Delynn Posted 8 Jul 2010 , 1:26pm
post #23 of 24

I used Duff's black fondant to cover a 2010 Camaro cake and red to cover a 1995 Firebird cake last month (June 1st & 27th YIKES 2 in 1 month). Yes it tastes great and the color is great but yes, it's very stretchy. One BIG advantage was that it stayed soft for a LONGGGGG time so when I finally got it smoothed onto the cake I had plenty of time to scribe panel line details on both cars. Too soft to make the wheels on the Firebird so I had to glue a much-thinner-than-wanted tire w/rim onto a piece of dried gumpaste so it would hold up when I glued them to the cake. My biggest struggle was that it kept sticking to my mat. I did consider mixing in a little Wilton or Satin Ice to firm up a bit but didn't know how much lighter it would make the great shades.
LL
LL

iris219 Posted 8 Jul 2010 , 1:51pm
post #24 of 24

I tried it for the first time this past weekend, and agree it was very greasy and kept streching. I though it had to do with the extreme heat we were having (105 degrees with 98% humitity) But I did manage to get the design I wanted with Duff's fondant.
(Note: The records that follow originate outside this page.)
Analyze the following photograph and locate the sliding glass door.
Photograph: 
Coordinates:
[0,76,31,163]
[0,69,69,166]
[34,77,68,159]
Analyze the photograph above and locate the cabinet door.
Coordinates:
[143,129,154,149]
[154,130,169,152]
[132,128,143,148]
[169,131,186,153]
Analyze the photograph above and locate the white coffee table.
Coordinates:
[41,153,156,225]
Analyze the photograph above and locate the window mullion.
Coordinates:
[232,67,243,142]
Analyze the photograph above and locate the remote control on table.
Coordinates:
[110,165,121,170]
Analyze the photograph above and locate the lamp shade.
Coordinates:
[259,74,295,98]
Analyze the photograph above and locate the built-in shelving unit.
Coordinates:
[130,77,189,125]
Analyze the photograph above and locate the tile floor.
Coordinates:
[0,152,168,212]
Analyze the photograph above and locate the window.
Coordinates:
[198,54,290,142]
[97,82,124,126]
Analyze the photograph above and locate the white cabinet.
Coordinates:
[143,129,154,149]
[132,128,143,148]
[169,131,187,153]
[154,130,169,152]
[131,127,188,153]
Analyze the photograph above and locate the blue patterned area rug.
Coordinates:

I even used it on my cricut expression and it worked out ok, I wouldn't say great but ok. I had rolled out the fondant on the cricut cake mat and let it set to dry while I worked on the cake. I even went as far as to test it (complete decrated) once outside in direct sun light. It did start to sweat after about an hour in that heat so I took a paper towel to soak up the greas and left it alone and it held up it's shape.